China Uncloaks Stealth Fighter Prototype
China's state media have published pictures that appear to show a prototype of the country's first stealth fighter jet -- a move that supports experts' claims that China's military aviation program is advancing faster than expected.
The photographs show what appears to be a future J-20 fighter conducting taxi tests on a runway at the Chengdu Aircraft Design Institute's airfield in southwestern China. Analysis of the images shows the jet to be larger than either the Russian or U.S. stealth planes, likely allowing it to fly farther and carry heavier weaponry. That could call into question the U.S. decision to cut funding for its own stealth jet, the F-22.
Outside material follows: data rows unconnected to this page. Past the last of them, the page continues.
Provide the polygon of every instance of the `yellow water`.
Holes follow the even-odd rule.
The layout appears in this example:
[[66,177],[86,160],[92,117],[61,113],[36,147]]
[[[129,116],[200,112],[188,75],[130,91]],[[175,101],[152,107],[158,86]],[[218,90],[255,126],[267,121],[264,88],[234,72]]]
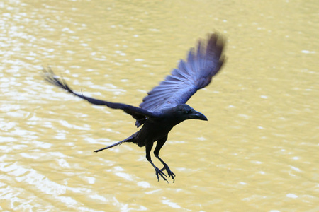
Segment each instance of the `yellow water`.
[[[310,1],[0,2],[0,211],[319,211],[319,5]],[[121,111],[46,83],[138,105],[199,37],[227,64],[188,102],[157,182]],[[154,160],[158,165],[160,164]]]

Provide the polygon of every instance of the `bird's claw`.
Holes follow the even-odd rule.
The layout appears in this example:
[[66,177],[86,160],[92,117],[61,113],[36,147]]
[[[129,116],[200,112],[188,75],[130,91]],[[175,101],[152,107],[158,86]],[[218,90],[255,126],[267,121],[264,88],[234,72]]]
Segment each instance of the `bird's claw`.
[[156,176],[157,177],[157,182],[160,181],[160,177],[158,177],[158,175],[160,175],[160,176],[161,176],[164,180],[167,182],[167,183],[169,183],[167,179],[166,179],[166,178],[165,178],[165,177],[167,177],[167,176],[166,176],[166,175],[162,171],[162,170],[160,170],[159,168],[156,167],[155,172],[156,172]]
[[172,177],[172,179],[173,179],[173,182],[175,182],[175,178],[174,177],[175,177],[175,174],[173,173],[173,172],[171,171],[171,170],[169,169],[169,167],[168,166],[164,166],[162,169],[160,170],[160,171],[164,171],[164,170],[166,170],[166,171],[167,172],[167,175],[169,175],[169,178]]

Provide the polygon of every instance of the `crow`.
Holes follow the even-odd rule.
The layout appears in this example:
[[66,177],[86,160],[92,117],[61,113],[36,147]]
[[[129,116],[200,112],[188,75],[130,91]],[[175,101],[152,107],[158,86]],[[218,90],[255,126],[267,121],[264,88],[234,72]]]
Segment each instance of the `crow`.
[[[63,88],[90,103],[105,105],[113,109],[121,109],[136,119],[135,125],[142,128],[127,139],[94,152],[99,152],[125,142],[145,146],[146,159],[155,170],[157,181],[160,176],[168,182],[168,177],[175,181],[174,174],[166,163],[160,158],[161,148],[167,139],[167,135],[177,124],[187,119],[207,121],[201,112],[196,111],[185,103],[199,89],[207,86],[212,78],[225,63],[223,49],[225,40],[219,33],[208,35],[207,40],[199,40],[197,47],[191,48],[186,61],[181,59],[178,67],[172,71],[160,85],[147,93],[140,107],[123,103],[103,101],[74,93],[62,78],[58,78],[49,67],[44,71],[44,79],[51,84]],[[153,143],[157,141],[154,151],[155,156],[162,163],[164,167],[159,169],[152,161],[150,152]]]

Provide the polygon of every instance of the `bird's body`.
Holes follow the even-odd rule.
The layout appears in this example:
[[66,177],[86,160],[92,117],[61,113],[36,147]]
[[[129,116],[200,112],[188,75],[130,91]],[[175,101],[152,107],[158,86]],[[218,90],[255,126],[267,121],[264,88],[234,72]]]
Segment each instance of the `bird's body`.
[[[148,93],[140,107],[100,100],[74,93],[51,69],[49,69],[50,71],[45,70],[44,77],[49,83],[86,100],[91,104],[123,110],[136,119],[135,125],[138,127],[142,125],[139,131],[127,139],[95,152],[125,142],[132,142],[140,147],[145,146],[146,158],[155,169],[157,179],[160,175],[167,181],[165,178],[167,176],[163,172],[166,170],[169,177],[172,177],[174,180],[175,175],[160,158],[160,151],[165,143],[169,132],[175,125],[186,119],[207,120],[203,114],[185,103],[198,90],[208,85],[212,77],[220,69],[224,61],[222,54],[224,44],[223,40],[217,34],[210,35],[206,45],[200,41],[196,52],[191,49],[187,61],[181,60],[178,69],[174,69],[171,75]],[[155,141],[157,142],[154,154],[164,165],[161,170],[151,160],[150,151]]]

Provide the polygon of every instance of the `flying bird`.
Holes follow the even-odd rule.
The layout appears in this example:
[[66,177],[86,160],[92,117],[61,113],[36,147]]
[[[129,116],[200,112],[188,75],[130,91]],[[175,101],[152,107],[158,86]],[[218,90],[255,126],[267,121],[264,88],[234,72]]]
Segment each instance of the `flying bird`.
[[[199,89],[207,86],[222,67],[225,61],[223,49],[225,39],[218,33],[208,35],[207,40],[199,40],[196,48],[191,48],[186,61],[181,59],[178,67],[172,71],[160,85],[150,91],[142,100],[140,107],[123,103],[101,100],[74,93],[63,78],[58,78],[50,68],[44,69],[45,81],[63,88],[90,103],[105,105],[113,109],[121,109],[131,115],[140,129],[127,139],[111,146],[98,149],[99,152],[125,142],[145,146],[146,159],[155,170],[157,181],[160,176],[168,182],[167,178],[175,181],[175,174],[167,164],[160,158],[159,153],[167,139],[167,135],[177,124],[187,119],[207,121],[202,113],[186,105],[187,100]],[[162,163],[164,167],[159,169],[152,161],[150,152],[153,143],[157,141],[154,151],[155,156]],[[166,170],[167,175],[164,172]]]

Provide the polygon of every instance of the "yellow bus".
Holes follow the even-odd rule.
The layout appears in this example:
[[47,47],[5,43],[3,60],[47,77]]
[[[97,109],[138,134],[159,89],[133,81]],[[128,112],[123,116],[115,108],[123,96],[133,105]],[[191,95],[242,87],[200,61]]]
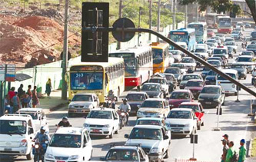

The release of the photos comes just days before U.S. Defense Secretary Robert Gates begins a long-delayed visit to Beijing, a year after China suspended military ties over arms sales to Taiwan. Now China appears to be showing off its own military hardware.
A future Chinese stealth fighter has long been considered inevitable. Deputy air force chief He Weirong told state broadcaster CCTV in November 2009 that China's fourth-generation fighter -- a reference to stealth technology -- would begin flight testing soon and could enter service within eight to 10 years.
China's aviation industry, both military and civilian, has made rapid progress in recent years but still relies heavily on imported technology. Propulsion technology has been a particular problem, with Russian engines still employed on China's homemade J-10 fighter jets and the J-11, a copy of Russia's Su-27 fighter jet.
Stealth technology is even more difficult to master because it relies on systems to hide the presence of the plane while equipping the pilot with enough information to attack an enemy. Emissions must be hidden and the plane's fuselage sculpted to avoid detection by radar and infrared sensors.
Chinese progress in that field calls into question Gates' decision to cap production of the F-22 Raptor stealth fighter at 187 planes. Supporters of the F-22 have warned of growing threats from China, as well as Russia, which has developed a stealth prototype that is already in the test flight stage.